Así que, aunque esos supuestos amigos estén dispuestos a testificar, no sirve de nada porque no hay pruebas que demuestren que recibieron instrucciones.
—Ve al grano —dijo Yang Yu—.
¿Qué pruebas has encontrado en realidad?
—¡Además de la vigilancia del hotel, hay otros lugares con cámaras!
Cerca del hotel hay una tienda para adultos… ¡cof, cof!
—Ouyang Xue se aclaró la garganta, incómoda—.
La cámara de la tienda apunta casualmente a la entrada del hotel, y encontré al dueño.
—Tuve mucha suerte, la grabación de hace un año estaba guardada en una vieja tarjeta de memoria que había sido arrojada descuidadamente a un cajón y no la habían tirado.
Le pagué al dueño diez mil yuan y me entregó la tarjeta con la grabación.
—Bien hecho —Yang Yu le mostró a Ouyang Xue el pulgar hacia arriba—.
Echemos un vistazo.
—Enseguida, jefe —Ouyang Xue encendió el ordenador y reprodujo el video de vigilancia de la tarjeta de memoria.
El video mostraba a la víctima femenina desplomándose en la entrada del hotel sobre las once, y a dos hombres que la seguían metiéndola dentro.

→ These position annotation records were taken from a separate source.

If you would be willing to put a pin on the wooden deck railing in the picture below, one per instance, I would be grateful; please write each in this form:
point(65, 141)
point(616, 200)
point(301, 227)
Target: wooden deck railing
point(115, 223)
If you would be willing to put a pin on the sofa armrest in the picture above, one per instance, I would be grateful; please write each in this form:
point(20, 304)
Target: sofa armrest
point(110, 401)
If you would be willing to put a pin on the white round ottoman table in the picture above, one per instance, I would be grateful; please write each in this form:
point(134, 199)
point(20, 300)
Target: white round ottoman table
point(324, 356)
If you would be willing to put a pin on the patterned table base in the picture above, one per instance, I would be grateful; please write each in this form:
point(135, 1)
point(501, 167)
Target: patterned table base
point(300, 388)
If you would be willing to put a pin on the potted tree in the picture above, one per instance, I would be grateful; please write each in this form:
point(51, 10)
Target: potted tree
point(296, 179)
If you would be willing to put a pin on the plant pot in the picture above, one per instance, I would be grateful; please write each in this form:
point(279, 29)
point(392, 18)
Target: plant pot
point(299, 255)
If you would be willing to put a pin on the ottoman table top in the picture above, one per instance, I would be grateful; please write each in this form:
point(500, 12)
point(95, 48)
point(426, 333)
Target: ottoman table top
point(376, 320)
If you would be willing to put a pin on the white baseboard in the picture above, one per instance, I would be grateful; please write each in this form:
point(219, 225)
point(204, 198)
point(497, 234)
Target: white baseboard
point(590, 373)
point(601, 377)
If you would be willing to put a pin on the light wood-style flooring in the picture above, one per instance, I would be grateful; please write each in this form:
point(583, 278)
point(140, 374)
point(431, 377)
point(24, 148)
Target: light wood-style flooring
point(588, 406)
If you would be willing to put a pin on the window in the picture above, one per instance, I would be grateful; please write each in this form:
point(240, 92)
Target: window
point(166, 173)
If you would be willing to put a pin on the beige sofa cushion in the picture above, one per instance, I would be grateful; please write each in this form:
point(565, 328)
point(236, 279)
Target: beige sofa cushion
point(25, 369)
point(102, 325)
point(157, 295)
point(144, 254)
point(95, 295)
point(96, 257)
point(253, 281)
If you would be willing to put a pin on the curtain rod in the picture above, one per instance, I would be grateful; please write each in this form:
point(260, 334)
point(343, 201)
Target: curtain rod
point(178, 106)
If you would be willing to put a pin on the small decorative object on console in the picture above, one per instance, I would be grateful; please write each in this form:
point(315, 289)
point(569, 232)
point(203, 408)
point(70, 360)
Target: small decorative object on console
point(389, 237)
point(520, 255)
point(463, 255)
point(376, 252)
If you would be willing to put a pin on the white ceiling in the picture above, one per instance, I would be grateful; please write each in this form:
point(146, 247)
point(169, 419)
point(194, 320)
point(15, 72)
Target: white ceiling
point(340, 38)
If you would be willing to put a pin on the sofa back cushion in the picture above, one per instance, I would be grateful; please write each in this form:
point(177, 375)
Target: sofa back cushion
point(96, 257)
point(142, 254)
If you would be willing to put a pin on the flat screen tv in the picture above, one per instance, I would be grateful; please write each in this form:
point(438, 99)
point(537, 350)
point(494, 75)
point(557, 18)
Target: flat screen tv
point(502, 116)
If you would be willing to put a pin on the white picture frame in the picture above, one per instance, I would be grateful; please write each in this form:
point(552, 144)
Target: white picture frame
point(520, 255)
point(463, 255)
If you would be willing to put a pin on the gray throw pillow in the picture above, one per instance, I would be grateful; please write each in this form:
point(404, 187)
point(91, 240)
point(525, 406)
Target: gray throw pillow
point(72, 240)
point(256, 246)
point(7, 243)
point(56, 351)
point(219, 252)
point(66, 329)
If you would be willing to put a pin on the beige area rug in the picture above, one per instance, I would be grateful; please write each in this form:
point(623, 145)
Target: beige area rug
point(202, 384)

Debido al ángulo de la cámara, no se podían ver los rostros de los dos hombres.
Poco después, un joven, flanqueado por otros, llegó al hotel y, menos de veinte minutos más tarde, salió furioso del hotel, maldiciendo e insultando.
Esta vez, la cámara capturó claramente el rostro del joven.
Más tarde, un hombre de mediana edad llegó al hotel, llevado a cuestas por varios hombres de aspecto furtivo.
No hace falta decir que fueron estos tipos quienes usaron la identificación del hombre de mediana edad para registrarse.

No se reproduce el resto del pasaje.